Und dann, wenn die ersten goldenen Finger des Lichts über El Capitan streichen, verändert sich die Luft. Du spürst, wie die Kühle der Nacht langsam weicht, ein Hauch von Wärme steigt auf. Aber es ist nicht nur die Temperatur. Es ist dieser ganz eigene Duft, der nur dann existiert: eine Mischung aus feuchter Erde, die noch vom Tau benetzt ist, dem harzigen Aroma der Kiefern, das sich mit der aufsteigenden Wärme vermischt, und einem mineralischen Hauch des Granits, der sich langsam erwärmt. Es ist ein Duft, der dich umhüllt, dich erdet und dir das Gefühl gibt, dass du Teil von etwas Uraltem bist, das gerade zum Leben erwacht.

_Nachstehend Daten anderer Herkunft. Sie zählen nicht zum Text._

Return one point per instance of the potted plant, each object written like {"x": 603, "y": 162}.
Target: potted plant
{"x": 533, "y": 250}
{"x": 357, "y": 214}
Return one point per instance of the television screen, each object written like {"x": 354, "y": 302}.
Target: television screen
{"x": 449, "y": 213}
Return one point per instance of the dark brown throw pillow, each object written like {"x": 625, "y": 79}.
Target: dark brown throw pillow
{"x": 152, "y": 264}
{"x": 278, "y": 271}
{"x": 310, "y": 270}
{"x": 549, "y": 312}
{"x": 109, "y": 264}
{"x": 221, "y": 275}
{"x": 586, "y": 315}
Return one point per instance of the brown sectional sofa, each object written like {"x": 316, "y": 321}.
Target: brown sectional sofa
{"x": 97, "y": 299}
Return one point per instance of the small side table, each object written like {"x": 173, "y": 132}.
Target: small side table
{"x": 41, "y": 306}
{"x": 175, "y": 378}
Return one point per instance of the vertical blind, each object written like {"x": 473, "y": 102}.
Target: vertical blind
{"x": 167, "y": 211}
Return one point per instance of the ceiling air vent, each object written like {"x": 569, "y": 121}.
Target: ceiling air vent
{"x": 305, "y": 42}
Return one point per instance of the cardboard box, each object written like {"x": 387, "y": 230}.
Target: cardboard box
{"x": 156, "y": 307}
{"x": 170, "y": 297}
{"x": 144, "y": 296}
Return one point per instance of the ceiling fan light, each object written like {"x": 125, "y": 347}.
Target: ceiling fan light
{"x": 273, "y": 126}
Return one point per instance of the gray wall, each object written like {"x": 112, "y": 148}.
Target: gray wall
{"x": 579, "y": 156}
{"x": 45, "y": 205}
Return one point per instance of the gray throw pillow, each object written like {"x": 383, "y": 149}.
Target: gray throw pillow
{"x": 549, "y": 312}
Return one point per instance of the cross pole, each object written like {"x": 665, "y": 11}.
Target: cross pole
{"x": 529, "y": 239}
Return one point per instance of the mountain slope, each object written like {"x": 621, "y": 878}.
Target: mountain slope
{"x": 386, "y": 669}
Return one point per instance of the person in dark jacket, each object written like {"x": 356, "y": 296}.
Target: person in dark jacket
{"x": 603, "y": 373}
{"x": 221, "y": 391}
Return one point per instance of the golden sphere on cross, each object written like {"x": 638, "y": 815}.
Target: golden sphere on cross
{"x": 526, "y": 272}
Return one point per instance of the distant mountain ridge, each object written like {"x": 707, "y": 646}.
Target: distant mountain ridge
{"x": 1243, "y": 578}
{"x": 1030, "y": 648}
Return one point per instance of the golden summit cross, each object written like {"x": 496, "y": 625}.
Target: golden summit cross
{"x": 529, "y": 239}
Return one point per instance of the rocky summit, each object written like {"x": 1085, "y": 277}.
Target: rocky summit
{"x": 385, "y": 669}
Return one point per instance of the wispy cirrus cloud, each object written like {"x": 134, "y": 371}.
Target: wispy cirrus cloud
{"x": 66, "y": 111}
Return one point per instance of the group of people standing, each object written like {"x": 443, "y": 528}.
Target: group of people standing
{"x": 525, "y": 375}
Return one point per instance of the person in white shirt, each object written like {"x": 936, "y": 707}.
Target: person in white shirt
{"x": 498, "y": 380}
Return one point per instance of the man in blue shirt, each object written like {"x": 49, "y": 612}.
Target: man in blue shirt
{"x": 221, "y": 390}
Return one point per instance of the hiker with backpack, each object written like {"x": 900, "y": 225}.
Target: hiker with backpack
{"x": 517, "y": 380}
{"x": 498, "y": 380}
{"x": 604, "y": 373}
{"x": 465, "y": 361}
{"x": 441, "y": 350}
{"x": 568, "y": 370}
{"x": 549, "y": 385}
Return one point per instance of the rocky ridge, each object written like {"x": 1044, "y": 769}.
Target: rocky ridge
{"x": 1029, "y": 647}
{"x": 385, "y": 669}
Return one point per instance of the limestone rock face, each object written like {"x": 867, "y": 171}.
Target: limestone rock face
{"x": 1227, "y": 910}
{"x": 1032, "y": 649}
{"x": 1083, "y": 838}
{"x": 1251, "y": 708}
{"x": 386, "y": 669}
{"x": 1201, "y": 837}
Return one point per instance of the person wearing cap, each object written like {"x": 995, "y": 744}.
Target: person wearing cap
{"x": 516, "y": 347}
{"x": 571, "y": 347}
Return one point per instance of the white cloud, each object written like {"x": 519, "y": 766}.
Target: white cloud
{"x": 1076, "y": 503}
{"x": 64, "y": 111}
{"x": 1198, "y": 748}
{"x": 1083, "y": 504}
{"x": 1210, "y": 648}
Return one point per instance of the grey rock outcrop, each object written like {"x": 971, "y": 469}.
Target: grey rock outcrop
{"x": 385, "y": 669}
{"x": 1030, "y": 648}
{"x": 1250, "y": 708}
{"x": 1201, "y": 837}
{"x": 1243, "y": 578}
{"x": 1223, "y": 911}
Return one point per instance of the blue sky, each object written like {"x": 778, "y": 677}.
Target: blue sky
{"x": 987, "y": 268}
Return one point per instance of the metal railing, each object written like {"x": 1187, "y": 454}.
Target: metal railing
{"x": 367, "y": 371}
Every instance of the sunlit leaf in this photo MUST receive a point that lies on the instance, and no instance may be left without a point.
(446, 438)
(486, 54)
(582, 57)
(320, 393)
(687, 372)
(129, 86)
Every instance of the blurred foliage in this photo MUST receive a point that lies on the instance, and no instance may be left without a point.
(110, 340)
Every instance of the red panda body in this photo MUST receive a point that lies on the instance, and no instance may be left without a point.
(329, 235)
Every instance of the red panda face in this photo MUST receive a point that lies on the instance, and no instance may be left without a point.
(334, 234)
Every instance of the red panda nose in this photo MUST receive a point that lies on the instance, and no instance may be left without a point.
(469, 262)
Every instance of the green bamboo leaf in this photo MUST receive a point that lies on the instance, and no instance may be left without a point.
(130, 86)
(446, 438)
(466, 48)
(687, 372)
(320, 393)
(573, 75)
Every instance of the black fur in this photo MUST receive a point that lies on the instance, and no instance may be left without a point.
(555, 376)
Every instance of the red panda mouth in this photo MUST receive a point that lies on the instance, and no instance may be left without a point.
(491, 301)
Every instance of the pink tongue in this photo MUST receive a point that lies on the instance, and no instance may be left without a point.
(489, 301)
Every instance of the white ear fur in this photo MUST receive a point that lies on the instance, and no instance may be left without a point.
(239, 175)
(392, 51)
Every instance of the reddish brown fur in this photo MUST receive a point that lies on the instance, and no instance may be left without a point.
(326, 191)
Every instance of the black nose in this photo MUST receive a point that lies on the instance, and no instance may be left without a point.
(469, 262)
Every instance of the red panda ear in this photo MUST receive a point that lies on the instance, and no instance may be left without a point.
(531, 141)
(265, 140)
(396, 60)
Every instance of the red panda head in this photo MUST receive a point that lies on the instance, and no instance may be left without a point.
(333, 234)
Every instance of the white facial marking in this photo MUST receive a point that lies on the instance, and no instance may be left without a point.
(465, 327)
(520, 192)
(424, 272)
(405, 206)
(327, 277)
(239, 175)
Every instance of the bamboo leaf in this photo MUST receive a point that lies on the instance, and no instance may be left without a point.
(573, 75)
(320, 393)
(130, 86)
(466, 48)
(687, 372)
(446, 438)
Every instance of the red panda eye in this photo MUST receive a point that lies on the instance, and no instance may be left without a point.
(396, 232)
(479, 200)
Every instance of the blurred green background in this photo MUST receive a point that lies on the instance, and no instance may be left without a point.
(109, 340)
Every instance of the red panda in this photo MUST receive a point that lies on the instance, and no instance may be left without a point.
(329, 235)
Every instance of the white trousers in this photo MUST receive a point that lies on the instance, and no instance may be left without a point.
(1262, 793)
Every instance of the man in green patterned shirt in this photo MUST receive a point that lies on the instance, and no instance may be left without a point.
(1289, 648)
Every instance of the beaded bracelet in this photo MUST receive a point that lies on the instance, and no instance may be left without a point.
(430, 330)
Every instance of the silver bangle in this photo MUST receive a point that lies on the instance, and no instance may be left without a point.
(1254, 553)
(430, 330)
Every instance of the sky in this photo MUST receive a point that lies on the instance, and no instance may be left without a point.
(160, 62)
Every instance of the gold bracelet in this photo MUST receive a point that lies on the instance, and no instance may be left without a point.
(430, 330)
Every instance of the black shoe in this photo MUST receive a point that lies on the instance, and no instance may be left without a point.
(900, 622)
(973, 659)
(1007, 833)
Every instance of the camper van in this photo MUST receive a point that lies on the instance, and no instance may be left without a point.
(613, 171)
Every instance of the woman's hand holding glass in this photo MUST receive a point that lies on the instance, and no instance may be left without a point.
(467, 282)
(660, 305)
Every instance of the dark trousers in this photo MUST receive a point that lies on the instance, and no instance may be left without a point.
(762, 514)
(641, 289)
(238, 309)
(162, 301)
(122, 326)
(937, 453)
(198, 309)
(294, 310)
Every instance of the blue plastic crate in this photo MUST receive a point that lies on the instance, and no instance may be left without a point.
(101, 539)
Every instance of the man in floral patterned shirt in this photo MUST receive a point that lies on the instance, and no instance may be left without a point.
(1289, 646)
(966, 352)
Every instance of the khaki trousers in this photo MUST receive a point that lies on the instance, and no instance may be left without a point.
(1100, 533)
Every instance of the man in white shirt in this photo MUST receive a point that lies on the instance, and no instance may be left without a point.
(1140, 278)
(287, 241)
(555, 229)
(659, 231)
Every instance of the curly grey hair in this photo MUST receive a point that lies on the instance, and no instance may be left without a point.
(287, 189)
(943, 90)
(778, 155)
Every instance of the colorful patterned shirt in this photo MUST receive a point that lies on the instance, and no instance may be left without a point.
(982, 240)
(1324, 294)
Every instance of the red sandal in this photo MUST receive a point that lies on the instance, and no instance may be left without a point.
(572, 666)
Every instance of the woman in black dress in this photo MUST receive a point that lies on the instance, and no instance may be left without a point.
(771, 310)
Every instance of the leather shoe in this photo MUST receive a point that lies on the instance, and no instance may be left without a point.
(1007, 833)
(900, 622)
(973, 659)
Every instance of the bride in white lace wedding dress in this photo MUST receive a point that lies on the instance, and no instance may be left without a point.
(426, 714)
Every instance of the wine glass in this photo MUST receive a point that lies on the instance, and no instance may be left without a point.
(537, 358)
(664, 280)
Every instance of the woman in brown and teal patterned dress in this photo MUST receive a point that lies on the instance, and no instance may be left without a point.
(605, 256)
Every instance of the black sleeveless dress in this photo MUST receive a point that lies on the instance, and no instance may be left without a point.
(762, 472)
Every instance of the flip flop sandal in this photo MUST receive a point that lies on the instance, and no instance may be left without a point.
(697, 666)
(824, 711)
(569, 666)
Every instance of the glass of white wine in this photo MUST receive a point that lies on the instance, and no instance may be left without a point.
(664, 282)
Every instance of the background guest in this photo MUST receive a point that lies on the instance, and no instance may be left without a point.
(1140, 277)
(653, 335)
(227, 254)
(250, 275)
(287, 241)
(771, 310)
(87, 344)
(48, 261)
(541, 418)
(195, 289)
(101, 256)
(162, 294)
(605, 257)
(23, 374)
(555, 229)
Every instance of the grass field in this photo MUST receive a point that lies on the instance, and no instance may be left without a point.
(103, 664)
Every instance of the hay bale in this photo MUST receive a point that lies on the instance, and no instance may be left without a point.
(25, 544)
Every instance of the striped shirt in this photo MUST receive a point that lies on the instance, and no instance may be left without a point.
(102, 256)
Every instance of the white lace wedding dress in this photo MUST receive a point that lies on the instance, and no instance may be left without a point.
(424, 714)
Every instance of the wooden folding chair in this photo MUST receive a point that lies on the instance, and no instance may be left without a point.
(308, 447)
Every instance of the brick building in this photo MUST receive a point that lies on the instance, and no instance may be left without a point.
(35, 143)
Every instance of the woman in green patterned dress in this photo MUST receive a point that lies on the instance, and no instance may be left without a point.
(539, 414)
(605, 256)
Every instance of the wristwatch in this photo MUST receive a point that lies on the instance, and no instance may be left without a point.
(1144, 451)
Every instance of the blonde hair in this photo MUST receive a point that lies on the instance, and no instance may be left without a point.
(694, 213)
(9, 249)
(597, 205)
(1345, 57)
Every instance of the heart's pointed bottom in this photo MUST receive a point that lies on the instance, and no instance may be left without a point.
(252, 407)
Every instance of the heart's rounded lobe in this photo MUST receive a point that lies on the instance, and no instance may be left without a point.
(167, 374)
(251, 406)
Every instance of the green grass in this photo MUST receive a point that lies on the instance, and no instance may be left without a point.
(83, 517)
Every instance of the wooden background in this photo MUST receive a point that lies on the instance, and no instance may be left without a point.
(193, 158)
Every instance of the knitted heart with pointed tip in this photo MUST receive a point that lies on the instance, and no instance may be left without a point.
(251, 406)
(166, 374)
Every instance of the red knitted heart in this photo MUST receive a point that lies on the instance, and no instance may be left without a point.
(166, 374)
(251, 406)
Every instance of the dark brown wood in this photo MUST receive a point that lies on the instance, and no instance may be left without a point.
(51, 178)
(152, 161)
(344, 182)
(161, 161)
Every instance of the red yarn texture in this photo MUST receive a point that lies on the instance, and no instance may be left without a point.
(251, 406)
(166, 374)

Ganz ehrlich, wenn du das erleben willst, musst du früh raus. Richtig früh. Setz dir den Wecker auf eine Stunde vor Sonnenaufgang. Pack dir warme Schichten ein, denn die Nächte können kühl sein, und einen Becher für deinen Kaffee oder Tee. Such dir einen ruhigen Platz am Valley Loop Trail, vielleicht in der Nähe des Merced River, wo du einen freien Blick auf die Ostseite hast. Bleib einfach still. Keine Fotos, keine Gespräche, nur fühlen und lauschen. Es ist dein Moment mit dem Tal.
Aber Yosemite hat noch andere geheime Düfte, die nur die Einheimischen oder die wirklich Aufmerksamen kennen. Stell dir vor, du bist im Hochsommer hier, und ein plötzlicher, kurzer Regenschauer geht nieder. Die Luft ist sofort wie gewaschen, klar und frisch. Doch was dann kommt, ist das Besondere: der Geruch von feuchtem Ponderosa-Kiefernholz, das von der Sonne gebacken wurde und nun den Regen aufsaugt. Es ist ein tiefer, würziger, fast süßer Duft, der sich vom Boden löst und durch die Luft zieht. Er ist anders als der Geruch des Morgentaus – er ist intensiver, erdiger, voller Leben und gleichzeitig so flüchtig, dass du ihn fast verpassen könntest.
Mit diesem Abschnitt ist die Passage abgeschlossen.